Important enforcement warning
This is the part that teams get wrong during migration.
If your guardrail only exists in an Apex controller method, and your LWC now writes through GraphQL, that controller logic does not run.
So if a user has object/field access, they can still attempt the write through GraphQL unless the rule is enforced by the platform or data layer.
For non-negotiable rules, enforce them in layers that always execute on data change:
- validation rules
- before-save flows
- triggers/domain logic invoked by triggers
- object permissions, field-level security, sharing model
Client-side checks and controller-specific checks are convenience layers, not authoritative enforcement.
Guardrails that keep this production-safe
- Prefer GraphQL variables over string interpolation.
- Handle
errorsevery time, even when data is present. - Keep mutation payloads focused; avoid huge unrelated batches.
- Use aliases in multi-op requests for readability and reliable parsing.
- Validate object/field support early (UI API support + user access).
- Be explicit with
allOrNonefor transactional intent. - Refresh query-backed UI state after successful writes.
- Never rely on LWC-only or controller-only checks for critical validation.
Current limitations worth knowing
- Mutations apply to UI API-supported objects.
- Child record creation as nested payload is not supported in one single operation.
- Parent/child can still be created in one request as separate operations with references.
- Dependent operations are dependency-bound: if upstream dependency fails, downstream dependent fails.
lightning/graphqlmutation support is available in API66.0+.
FAQ
1) Do GraphQL mutations replace Apex in LWC?
No. They replace Apex for many basic CRUD flows, not for complex domain logic or integrations.
2) Are mutations secure?
They run through UI API behavior, so object access, field access, and sharing-aware data rules apply.
3) Should I migrate every existing Apex CRUD endpoint?
Not automatically. Start with low-risk, UI-centric CRUD screens where business logic is minimal.
4) Can existing Apex-based LWCs keep running?

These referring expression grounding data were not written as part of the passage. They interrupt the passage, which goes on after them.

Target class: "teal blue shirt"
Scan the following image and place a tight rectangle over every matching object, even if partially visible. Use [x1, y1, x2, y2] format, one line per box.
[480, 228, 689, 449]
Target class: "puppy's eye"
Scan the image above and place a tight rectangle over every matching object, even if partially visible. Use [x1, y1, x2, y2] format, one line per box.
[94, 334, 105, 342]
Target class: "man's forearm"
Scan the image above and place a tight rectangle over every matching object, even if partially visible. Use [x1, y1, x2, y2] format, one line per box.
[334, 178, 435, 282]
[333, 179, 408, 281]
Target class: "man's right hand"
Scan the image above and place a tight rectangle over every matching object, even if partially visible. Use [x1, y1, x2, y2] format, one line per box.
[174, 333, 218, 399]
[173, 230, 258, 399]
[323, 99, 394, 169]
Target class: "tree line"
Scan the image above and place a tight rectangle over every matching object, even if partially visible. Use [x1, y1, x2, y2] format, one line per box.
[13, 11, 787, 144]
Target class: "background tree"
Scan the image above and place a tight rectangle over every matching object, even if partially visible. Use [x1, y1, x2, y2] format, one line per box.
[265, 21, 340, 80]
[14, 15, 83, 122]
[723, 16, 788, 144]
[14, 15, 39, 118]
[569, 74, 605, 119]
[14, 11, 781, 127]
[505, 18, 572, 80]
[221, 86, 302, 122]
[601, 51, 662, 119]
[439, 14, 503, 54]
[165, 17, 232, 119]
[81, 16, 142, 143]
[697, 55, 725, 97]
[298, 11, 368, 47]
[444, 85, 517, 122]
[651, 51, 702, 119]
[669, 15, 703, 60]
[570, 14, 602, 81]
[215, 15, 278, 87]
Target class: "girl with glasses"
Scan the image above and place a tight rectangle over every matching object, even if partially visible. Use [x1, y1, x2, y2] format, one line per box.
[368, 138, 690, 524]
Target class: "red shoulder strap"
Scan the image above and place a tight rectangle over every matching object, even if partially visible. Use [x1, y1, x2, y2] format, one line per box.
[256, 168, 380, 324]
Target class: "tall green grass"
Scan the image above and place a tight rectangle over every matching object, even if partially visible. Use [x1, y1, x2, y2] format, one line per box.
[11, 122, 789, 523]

Yes. Mutation support is additive. You can migrate incrementally per component.
5) What is the main benefit in one sentence?
You get a cleaner client-driven read/write model in LWC with less boilerplate backend code for standard record operations.
Final take
Spring '26 mutation support is less about replacing Apex and more about using Apex where it actually adds value.
For standard record workflows, GraphQL mutations give LWC teams a faster, cleaner path from user action to committed data.